I was asked by a friend, “How are you doing?” I answered, “Ok, under the circumstances.” My friend replied, “You are a Christian aren’t you?” I said, “yes!” He reverted, “Then what are you doing under the circumstances? You ought to be above them!”
Christians have Christ living in them, and this makes the difference. This life of Christ in us, enables us to do things which others cannot. Without this external power, trying to lift ourselves up out of tough circumstances can be like trying to lift ourselves using our own shoelaces! It cannot be done.
The Rolling Stones were famous for their complaint, “I can’t get no satisfaction,” no matter how hard they tried! Satisfaction is a wonderful thing!
Satisfaction is the fulfilment of one's wishes, expectations, or needs, or the pleasure derived from this. This depends on the circumstances.

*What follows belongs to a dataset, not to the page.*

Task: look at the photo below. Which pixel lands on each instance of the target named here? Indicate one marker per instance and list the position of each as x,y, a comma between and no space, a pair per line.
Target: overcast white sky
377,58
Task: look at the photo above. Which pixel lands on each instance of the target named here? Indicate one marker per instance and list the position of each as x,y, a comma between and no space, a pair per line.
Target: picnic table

The problem is that we are locked into an economy which runs on dissatisfaction and discontent. Our wishes, expectations, or needs never seem to be fulfilled, except for a very short period, because we are constantly confronted with messages that say we need more, different or better. Is contentment really possible in today’s society? We seem to be constantly bombarded with limitless options in a society where we are constantly told we will never be happy unless we have the latest innovation, the newest technology, the biggest-screen TV. Our culture encourages the accumulation of material wealth as the answer to our misery, but getting more or better, only leads to more discontent, as the novelty soon wears off and we find ourselves wanting again.
Discontentment is dangerous. It is a deadly, powerful, ruthless enemy that wants to destroy your physical life, your emotional life, your family life, your spiritual life, and take your soul!
But discontentment is focussed on our personal circumstances and what we think we deserve.
Discontentment is a problem as old as time. God had created Adam and Eve in perfect relationship with himself and each other. They lived in a beautiful world, free to eat from any tree except one.
But they wanted precisely what they didn’t have. So we are all born discontented.
I want to get off our cultural merry-go-round and find true contentment; to be satisfied with my circumstances, not complaining, not craving something else, and having a mind at peace.
Are you content with how your life has turned out? Are you happy with the career, spouse, or home you have chosen? Are you enjoying this stage of your life for the blessings you have, or do you compare yourself to others and succumb to envy, self-pity, and depression?
King David wrote in one of his songs the following verse which gives us keys to unlock the secret of contentment. “The one who offers thanksgiving as his sacrifice glorifies me; to one who orders his way rightly I will show the salvation of God!” (Psalm 50:23).
Give thanks. Thanks to whom? David says that thankfulness is a sacrifice, especially when things are going against you. He should know. His psalms are full of tough circumstances with enemies all around. Still, he thanked God for being with him in tough times. “Draw near to God, and he will draw near to you.” (James 4:8) David says this ‘glorifies God, which means that God can reveal Himself as he truly is – saviour, provider, and sustainer. David goes on to say, if you order your way rightly – if you follow Jesus and what He shows us – then God’s salvation will be shown to us. Giving thanks, no matter what, opens the door for God to start working in your life; saved from discontent, dissatisfaction, restlessness and set free to enjoy what we have, to be at peace – no matter what’s going on around us.
Jesus promised, “Peace I leave with you; my peace I give to you. Not as the world gives do I give to you. Let not your hearts be troubled, neither let them be afraid.”( John 14:27) That is the added value of being a Christian compared to what the world can offer.